Source: Medium | 2018
Author: Igor Bobriakov
The insurance industry is regarded as one of the most competitive and less predictable business spheres. It is instantly related to risk. Therefore, it has always been dependent on statistics. Nowadays, data science has changed this dependence forever.
Now, insurance companies have a wider range of information sources for the relevant risk assessment. Big Data technologies are applied to predict risks and claims, to monitor and to analyze them in order to develop effective strategies for customers attraction and retention. Undoubtedly, the insurance companies benefit from data science application within the spheres of their great interest. Therefore, we have prepared the top 10 data science use cases in the insurance industry, which cover many various activities.
Insurance fraud brings vast financial loss to insurance companies every year. Data science platforms and software made it possible to detect fraudulent activity, suspicious links, and subtle behavior patterns using multiple techniques.
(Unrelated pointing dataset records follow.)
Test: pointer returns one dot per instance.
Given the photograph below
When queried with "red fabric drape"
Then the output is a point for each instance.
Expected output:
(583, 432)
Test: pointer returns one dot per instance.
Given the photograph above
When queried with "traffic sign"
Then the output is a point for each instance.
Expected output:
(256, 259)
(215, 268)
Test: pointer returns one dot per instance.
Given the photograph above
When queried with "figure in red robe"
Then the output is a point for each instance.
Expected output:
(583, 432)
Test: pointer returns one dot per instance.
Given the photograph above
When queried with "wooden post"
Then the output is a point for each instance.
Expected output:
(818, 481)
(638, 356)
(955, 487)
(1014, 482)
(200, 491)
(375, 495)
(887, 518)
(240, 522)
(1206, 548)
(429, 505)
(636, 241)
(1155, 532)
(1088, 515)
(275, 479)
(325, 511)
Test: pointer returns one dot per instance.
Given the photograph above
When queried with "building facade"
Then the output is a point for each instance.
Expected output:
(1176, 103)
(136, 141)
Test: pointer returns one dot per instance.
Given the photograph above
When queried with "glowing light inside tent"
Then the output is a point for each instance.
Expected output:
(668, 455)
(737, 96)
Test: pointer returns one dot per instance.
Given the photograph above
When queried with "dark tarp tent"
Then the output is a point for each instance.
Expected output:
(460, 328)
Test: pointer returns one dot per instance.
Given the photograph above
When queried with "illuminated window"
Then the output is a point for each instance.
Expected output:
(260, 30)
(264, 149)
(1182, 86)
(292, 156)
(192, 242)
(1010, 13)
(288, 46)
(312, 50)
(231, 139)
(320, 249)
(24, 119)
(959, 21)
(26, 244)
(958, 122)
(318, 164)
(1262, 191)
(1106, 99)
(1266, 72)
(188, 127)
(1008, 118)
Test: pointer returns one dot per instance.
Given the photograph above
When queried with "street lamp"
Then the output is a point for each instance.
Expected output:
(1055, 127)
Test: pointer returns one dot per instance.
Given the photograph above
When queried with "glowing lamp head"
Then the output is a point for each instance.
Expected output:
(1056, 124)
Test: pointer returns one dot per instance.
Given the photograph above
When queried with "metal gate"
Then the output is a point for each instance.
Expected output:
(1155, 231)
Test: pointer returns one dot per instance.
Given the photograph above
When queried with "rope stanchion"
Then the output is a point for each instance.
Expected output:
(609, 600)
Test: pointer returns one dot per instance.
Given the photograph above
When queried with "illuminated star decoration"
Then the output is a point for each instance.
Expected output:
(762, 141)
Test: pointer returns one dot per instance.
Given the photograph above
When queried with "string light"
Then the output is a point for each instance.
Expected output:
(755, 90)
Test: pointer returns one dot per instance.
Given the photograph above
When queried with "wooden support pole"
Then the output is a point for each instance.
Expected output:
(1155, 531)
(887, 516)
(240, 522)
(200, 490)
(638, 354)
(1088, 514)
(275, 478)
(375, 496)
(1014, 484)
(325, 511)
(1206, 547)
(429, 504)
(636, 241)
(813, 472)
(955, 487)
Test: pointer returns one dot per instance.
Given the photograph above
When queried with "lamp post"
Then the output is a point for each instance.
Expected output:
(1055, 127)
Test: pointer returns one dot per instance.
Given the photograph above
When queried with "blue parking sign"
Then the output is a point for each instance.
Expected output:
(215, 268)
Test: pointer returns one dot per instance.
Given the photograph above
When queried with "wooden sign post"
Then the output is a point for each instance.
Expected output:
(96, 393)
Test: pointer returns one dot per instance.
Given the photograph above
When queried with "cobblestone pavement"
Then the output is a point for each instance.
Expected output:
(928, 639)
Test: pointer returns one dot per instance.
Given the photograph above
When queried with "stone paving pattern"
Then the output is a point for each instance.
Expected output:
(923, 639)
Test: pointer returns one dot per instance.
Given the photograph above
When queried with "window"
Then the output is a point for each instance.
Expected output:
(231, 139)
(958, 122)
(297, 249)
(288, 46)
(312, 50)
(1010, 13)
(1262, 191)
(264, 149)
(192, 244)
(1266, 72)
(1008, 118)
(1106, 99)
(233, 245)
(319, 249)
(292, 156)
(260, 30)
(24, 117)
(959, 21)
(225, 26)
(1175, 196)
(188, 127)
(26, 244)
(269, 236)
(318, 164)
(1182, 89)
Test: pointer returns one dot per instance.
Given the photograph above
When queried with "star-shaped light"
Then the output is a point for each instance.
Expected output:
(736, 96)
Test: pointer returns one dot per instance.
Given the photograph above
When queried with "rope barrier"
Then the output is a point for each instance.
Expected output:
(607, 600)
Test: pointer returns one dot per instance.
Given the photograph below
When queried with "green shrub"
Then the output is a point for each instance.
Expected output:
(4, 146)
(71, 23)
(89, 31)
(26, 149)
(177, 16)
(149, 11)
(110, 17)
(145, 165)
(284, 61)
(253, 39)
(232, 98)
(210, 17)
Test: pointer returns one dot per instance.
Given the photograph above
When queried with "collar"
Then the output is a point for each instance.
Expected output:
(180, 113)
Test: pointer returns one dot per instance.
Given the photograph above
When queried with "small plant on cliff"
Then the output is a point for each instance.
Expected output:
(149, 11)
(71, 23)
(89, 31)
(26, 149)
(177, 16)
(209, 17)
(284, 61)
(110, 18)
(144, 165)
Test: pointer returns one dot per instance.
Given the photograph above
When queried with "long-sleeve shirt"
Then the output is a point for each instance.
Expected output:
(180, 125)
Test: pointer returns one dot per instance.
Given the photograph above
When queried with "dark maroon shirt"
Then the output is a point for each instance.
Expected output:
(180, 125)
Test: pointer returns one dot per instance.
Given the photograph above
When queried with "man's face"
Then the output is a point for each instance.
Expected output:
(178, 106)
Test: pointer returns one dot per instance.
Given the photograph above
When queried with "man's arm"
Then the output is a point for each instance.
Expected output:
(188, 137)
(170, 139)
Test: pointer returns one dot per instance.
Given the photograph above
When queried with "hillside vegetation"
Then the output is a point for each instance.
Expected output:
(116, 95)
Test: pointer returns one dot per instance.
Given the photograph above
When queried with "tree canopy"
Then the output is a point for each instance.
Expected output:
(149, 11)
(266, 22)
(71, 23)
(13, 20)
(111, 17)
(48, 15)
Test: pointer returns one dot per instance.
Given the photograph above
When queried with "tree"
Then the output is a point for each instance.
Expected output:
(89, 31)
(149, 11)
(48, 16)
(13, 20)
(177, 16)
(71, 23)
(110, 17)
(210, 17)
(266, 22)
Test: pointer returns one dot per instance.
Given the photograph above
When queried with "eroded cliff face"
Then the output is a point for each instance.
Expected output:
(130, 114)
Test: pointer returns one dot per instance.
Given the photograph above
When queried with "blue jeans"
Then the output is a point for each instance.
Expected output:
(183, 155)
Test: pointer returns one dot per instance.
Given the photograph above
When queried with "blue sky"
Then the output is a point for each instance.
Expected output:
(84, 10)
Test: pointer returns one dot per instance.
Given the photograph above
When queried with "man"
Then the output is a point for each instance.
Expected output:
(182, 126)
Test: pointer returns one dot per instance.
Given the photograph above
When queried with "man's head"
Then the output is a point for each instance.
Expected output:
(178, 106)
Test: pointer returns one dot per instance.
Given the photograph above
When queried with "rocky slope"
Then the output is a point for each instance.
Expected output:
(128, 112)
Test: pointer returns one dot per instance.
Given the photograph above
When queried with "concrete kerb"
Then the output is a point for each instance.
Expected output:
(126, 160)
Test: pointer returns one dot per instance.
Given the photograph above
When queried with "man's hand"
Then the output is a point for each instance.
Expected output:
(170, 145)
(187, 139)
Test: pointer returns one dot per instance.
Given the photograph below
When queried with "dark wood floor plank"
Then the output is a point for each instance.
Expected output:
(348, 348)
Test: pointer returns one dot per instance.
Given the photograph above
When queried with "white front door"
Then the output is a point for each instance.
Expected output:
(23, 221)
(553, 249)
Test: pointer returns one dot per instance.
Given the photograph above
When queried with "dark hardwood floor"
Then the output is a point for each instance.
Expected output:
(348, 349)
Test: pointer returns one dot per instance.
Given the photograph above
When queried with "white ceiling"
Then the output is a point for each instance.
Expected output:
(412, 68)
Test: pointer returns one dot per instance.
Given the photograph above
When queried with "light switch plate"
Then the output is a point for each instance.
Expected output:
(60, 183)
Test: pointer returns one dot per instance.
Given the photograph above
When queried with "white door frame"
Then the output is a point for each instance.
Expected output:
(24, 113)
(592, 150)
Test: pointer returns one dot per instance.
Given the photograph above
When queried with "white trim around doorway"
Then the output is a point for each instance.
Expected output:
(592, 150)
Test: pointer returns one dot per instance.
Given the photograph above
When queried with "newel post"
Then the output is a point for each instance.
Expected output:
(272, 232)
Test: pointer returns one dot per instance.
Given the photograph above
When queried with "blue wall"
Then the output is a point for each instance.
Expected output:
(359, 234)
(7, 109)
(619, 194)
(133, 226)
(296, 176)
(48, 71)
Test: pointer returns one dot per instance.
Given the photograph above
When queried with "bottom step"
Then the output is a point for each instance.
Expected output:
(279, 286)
To make this detection possible the algorithm should be fed with a constant flow of data. Usually, insurance companies use statistical models for efficient fraud detection. These models rely on the previous cases of fraudulent activity and apply sampling method to analyze them. In addition, predictive modeling techniques are applied here, for the analysis and filtering of fraud instances. Identifying links between suspicious activities helps to recognize fraud schemes that were not noticed before.
Price optimization procedure is a complex notion. Therefore it uses numerous combinations of various methods and algorithms. Despite the fact that it is still the disputable issue of applying this procedure for insurance, more and more insurance companies adopt this practice.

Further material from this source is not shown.